ENQUANTO ISSO, VAMOS A SALA DA TEOLOGIA.

Não sou gramático e até gostaria de ter-me dedicado a esta área do saber. Por exemplo; a semântica é a ferramenta gramatical que nos leva a conhecer as palavras quanto o significado e a sua evolução no tempo e espaço. Há três maneiras de estudarmos uma palavra e seu sentido;  isoladamente,  dentro de um período no texto ou como ela dá vida a uma frase. Na Grécia antiga, o areópago era o lugar de verberar frases, discutir idéias e era  um grande momento, quando alguém emperdigado  resolvia assumir uma postura e discutir o anacronismo dialético da época. Paulo assim o fez e com muita graça, para mostrar-lhes que estavam equivocados quanto a existência de um Deus desconhecido no meio dos deuses venerados por eles. Hoje, nossos púlpitos substituem os areópagos. Os Demétrios de hoje, são pessoas simples que após um momento de oração e leitura da Bíblia, se empenham em mostrar a grandeza da bondade e do amor de Deus para com nossas almas, empenham-se em falar do amor de Jesus.  Isto pode ser através de uma pregação  ou de uma poesia que quando agregados os valores musicais, são transformados em hinos de adoração a Deus. Bem! aqui começa minha discussão. É sempre comum ouvirmos críticas a estilos, hinos e pregações por conta do "mau"  uso de uma palavra ou frase. Há pessoas que se escandalizam com tudo, vêem erro em tudo, consideram quase tudo uma eresia, no culto, parece mais uma banca de julgadores que adoradores. Concordo que nem todos os nossos pregadores, estão gramaticalmente afinados e por vezes, alguma coisa soa mal, arranha nossos ouvidos; nada porém que permita uma novação doutrinária e que se exija um reparo ou uma reunião emergencial do Conselho de Doutrina da Convenção Geral. Vou dar apenas um exemplo:
Certa feita um pastor, por quem sempre tive muito apreço me disse que se alguém pregasse em sua igreja e pronunciasse da seguinte forma: "O ESPÍRITO SANTO DE DEUS" ,  podia parar,  pois dai pra frente não mais seria ouvido. Questões semelhantes ouço e por vezes não entendo, porque gastamos tanta munição quando temos tantos desafios a enfrentar. Desvios de doutrina ou eresia não se faz com uma palavra ou uma uma frase,  mas,  com um conjunto de palavras, que formam uma idéia ou afirmação  concebida fora da madre, a Bíblia. Por vezes surra-se alguém, expondo-o publicamente por alguma falha ou mal entendimento de uma ou outra palavra. Amo Teologia, estimulo os meus irmãos em Cristo, que façam Teologia e quando não podem pagar, por vezes, assumo o compromisso de ajuda-los. A Teologia tem feito muito bem as nossas igrejas mas, por vezes gera discussões loucas e infindáveis que não conduzem a qualquer plano seguro. O conhecimento sem o revestimento da graça de Cristo, cria debatedores mas com a sua graça, cria bons ensinadores que por sua vez formarão ministros do evangelho de  Jesus Cristo para conduzir a igreja que ele Jesus comprou com o seu próprio sangue.

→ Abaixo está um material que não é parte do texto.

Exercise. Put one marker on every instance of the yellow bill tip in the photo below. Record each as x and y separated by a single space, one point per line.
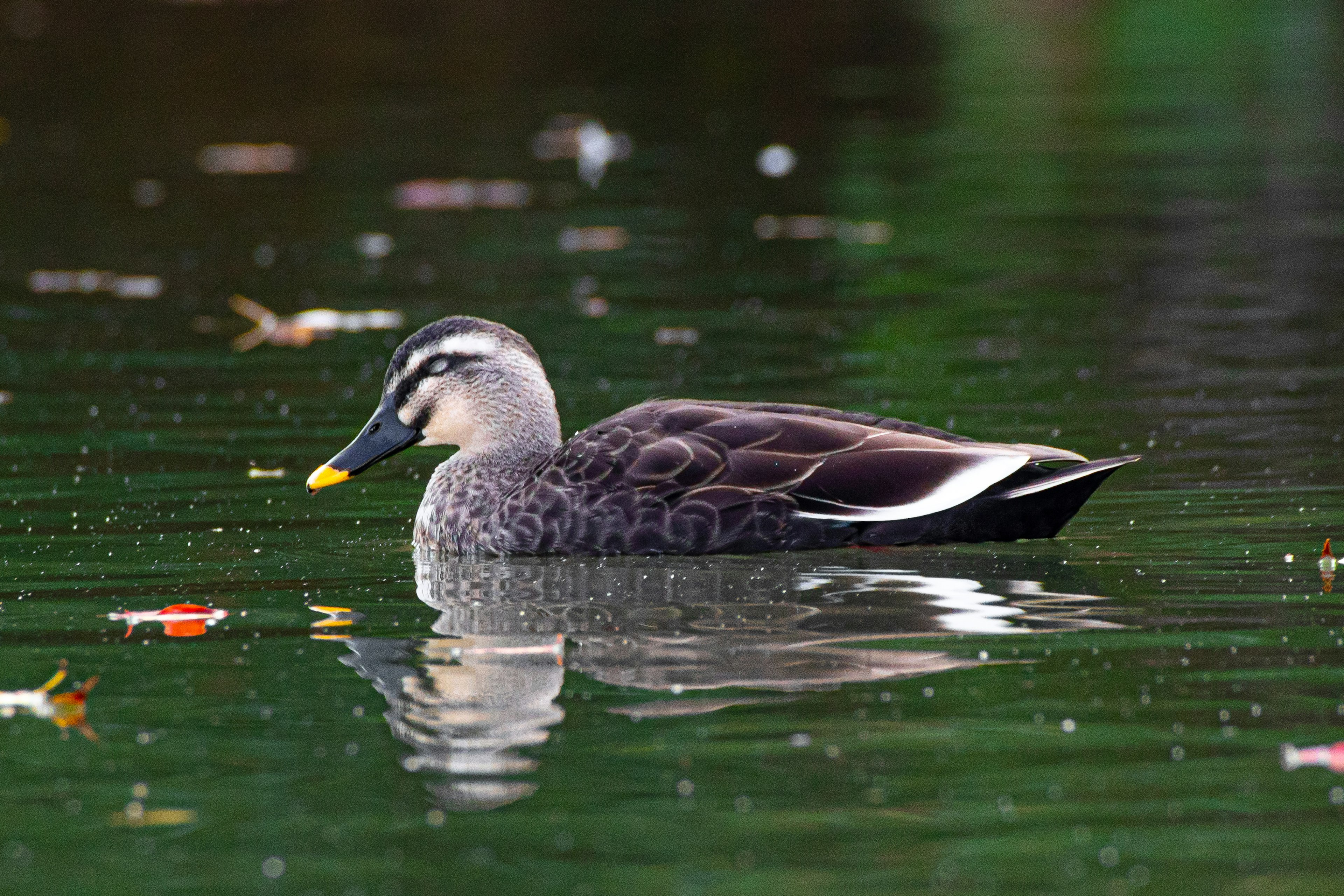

Facilitemos o caminho do ministério. Roguemos ao Senhor da seara que mande trabalhadores, ceifeiros da última hora.  Por outro lado, é recomendável aos candidatos ao ministério ou pregadores, que evitem os chamados vicios de linguagem, chavões que causam enjôo, imitações baratas de pregadores viajantes do espaço. É recomendável dar uma lida nos livros do Pastor Ciro Sanches Zibordi, tem boas recomendações para estas questões. No cuidado, a leveza dos nossos cultos.